Advice on contour plotting 2d posterior slices

I have been reparametrizing a model with convergence issues following the nice writeup of @betanalpha. I find graphs very useful for this, especially when I gradually simplify the model to isolate a pathology.

I like to superimpose contour plots and MCMC samples because otherwise (eg heatmap + posterior sample) it gets too crowded, and I am wondering if the users here have some advice on the contour plotting part.

Specifically, consider 2D version of Neal’s funnel. For consistency, I will compare contour plots with 10 levels, generated on a 50x50 grid (so some of them will be a bit jagged). The plotting library I am using takes a grid and makes levels using marching squares.

The log pdf looks nice and smooth, but kind of misses the interesting part where the mass is:

The pdf reveals the interesting part, but marching squares gives up on the “funnel”:

The simplest nice-looking option I found is replacing each log posterior value with its fractional rank in the whole matrix:

Since the last transformation gives numbers in [0,1], it is straightforward to transform them, eg this is to the above 5th power:

Any other suggestions would be appreciated.

1 Like

[edit: fat fingered first response]

The problem here looks like characterizing the level sets (set of values for which log density is constant). Assuming you don’t want to go the level of having a solver for the level set, and given that you don’t seem to want to take the obvious approach of a heat map (which doesn’t give you contours), I don’t know what to suggest.

The general problem is that you’re usually working with less regular densities that are projected out of larger densities, and therefore even harder to solve.

1 Like

I don’t think so; efficient algorithms exist for the purposes of 2D plotting (variants of matching squares and dual contouring, eg see this paper on a 3D method, 2D has been solved for a while now). Dual contouring methods use the gradients, but we already have this for posteriors.

My question is conceptual: I can obtain level sets easily. It’s about what to plot, not how to plot it.

I could, I just don’t find it very informative. Compare this heatmap using the white-red color scheme in your tutorial:

with this 10%, 20%, …, 90% plot of HPD regions (Hyndman, R. J. (1996). Computing and graphing highest density regions. The American Statistician, 50(2), 120–126.):

Regarding the original question: I think that plotting HPD regions is the most consistent solution conceptually.

I agree that the HPD regions are easier to follow.

In your particular example, I’m concerned about the artifact in neck of the funnel that makes it look like the support is wider in the x-axis than it actually is. It should go down as exp(log_sigma), but here it looks like it hits the granularity of the grid and stops. This is even more apparent with the coarser grids.

Is there a way you could use an adaptive mesh like the 3D paper suggests?

Also, what’s your thinking on presenting tails here? If we go much beyond log_sigma +/- 5, we’re already 5 sds into the tail.
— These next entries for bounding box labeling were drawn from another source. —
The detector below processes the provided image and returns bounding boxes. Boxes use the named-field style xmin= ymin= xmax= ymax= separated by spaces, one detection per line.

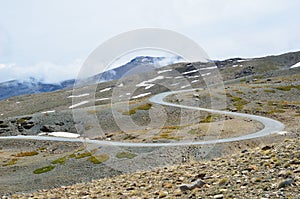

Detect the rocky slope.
xmin=11 ymin=137 xmax=300 ymax=199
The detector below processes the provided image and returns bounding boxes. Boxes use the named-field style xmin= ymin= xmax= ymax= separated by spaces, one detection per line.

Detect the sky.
xmin=0 ymin=0 xmax=300 ymax=83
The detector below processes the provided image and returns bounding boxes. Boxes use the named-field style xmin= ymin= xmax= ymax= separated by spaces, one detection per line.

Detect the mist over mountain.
xmin=0 ymin=56 xmax=182 ymax=100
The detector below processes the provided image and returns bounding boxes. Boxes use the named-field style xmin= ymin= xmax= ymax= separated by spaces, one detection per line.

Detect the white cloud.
xmin=0 ymin=0 xmax=300 ymax=81
xmin=0 ymin=59 xmax=82 ymax=83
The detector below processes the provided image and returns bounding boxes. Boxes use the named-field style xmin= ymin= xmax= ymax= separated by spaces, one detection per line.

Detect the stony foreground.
xmin=7 ymin=137 xmax=300 ymax=199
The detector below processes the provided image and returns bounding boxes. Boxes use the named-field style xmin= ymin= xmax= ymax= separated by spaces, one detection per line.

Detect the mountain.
xmin=0 ymin=56 xmax=181 ymax=100
xmin=0 ymin=77 xmax=75 ymax=100
xmin=85 ymin=56 xmax=182 ymax=82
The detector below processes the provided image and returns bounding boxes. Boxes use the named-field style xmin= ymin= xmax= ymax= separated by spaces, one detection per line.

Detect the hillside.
xmin=0 ymin=52 xmax=300 ymax=198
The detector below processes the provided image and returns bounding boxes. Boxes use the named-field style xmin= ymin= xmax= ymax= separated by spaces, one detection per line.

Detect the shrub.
xmin=33 ymin=165 xmax=55 ymax=174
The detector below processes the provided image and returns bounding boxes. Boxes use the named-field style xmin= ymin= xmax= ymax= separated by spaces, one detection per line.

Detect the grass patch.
xmin=15 ymin=151 xmax=39 ymax=157
xmin=275 ymin=85 xmax=300 ymax=91
xmin=162 ymin=126 xmax=182 ymax=130
xmin=122 ymin=109 xmax=136 ymax=115
xmin=51 ymin=156 xmax=67 ymax=164
xmin=33 ymin=165 xmax=55 ymax=174
xmin=2 ymin=158 xmax=18 ymax=167
xmin=88 ymin=154 xmax=109 ymax=164
xmin=200 ymin=115 xmax=214 ymax=123
xmin=188 ymin=129 xmax=201 ymax=135
xmin=264 ymin=89 xmax=276 ymax=93
xmin=124 ymin=134 xmax=137 ymax=140
xmin=0 ymin=123 xmax=8 ymax=128
xmin=75 ymin=152 xmax=92 ymax=159
xmin=136 ymin=103 xmax=152 ymax=111
xmin=87 ymin=110 xmax=98 ymax=115
xmin=116 ymin=151 xmax=136 ymax=159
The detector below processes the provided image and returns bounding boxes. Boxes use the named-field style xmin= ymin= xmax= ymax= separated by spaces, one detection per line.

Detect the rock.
xmin=241 ymin=149 xmax=248 ymax=153
xmin=40 ymin=125 xmax=55 ymax=132
xmin=179 ymin=179 xmax=205 ymax=191
xmin=158 ymin=191 xmax=169 ymax=198
xmin=278 ymin=170 xmax=292 ymax=178
xmin=261 ymin=145 xmax=273 ymax=151
xmin=278 ymin=178 xmax=294 ymax=189
xmin=214 ymin=194 xmax=224 ymax=199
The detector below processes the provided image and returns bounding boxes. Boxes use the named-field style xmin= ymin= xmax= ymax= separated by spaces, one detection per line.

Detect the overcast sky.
xmin=0 ymin=0 xmax=300 ymax=82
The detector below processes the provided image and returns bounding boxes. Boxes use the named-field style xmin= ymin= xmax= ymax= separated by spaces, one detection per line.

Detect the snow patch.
xmin=38 ymin=132 xmax=80 ymax=138
xmin=157 ymin=69 xmax=172 ymax=74
xmin=201 ymin=73 xmax=211 ymax=77
xmin=136 ymin=76 xmax=164 ymax=90
xmin=290 ymin=62 xmax=300 ymax=68
xmin=277 ymin=131 xmax=289 ymax=135
xmin=96 ymin=97 xmax=110 ymax=102
xmin=99 ymin=87 xmax=111 ymax=93
xmin=180 ymin=85 xmax=191 ymax=88
xmin=131 ymin=92 xmax=151 ymax=99
xmin=182 ymin=69 xmax=199 ymax=75
xmin=67 ymin=93 xmax=90 ymax=98
xmin=42 ymin=110 xmax=55 ymax=114
xmin=69 ymin=100 xmax=89 ymax=109
xmin=199 ymin=66 xmax=218 ymax=70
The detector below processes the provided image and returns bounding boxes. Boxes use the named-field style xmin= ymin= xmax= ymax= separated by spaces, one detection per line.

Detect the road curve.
xmin=0 ymin=89 xmax=284 ymax=147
Firstly we have to keep in mind that samples and contour slices do not visualize the same object. Contour slices visualize a conditional distribution, say one specified by the conditional density function

\pi(\theta_{1}, \theta_{2} \mid \theta_{3} = \tilde{\theta}_{3}, \ldots, \theta_{I} = \tilde{\theta}_{I})

where as projected samples visualize a marginal distribution, say one specified by the marginal density function

\pi(\theta_{1}, \theta_{2}) = \int \mathrm{d} \theta_{3} \ldots \mathrm{d} \theta_{I} \, \pi(\theta_{1}, \theta_{2}, \theta_{3}, \ldots, \theta_{I} ).

These will be different unless

\pi(\theta_{1}, \theta_{2}, \theta_{3}, \ldots, \theta_{I} ) = \pi(\theta_{1}, \theta_{2}) \, \pi(\theta_{3}, \ldots, \theta_{I} )

in which case there’s no reason to consider \theta_{3}, \ldots, \theta_{I} at all.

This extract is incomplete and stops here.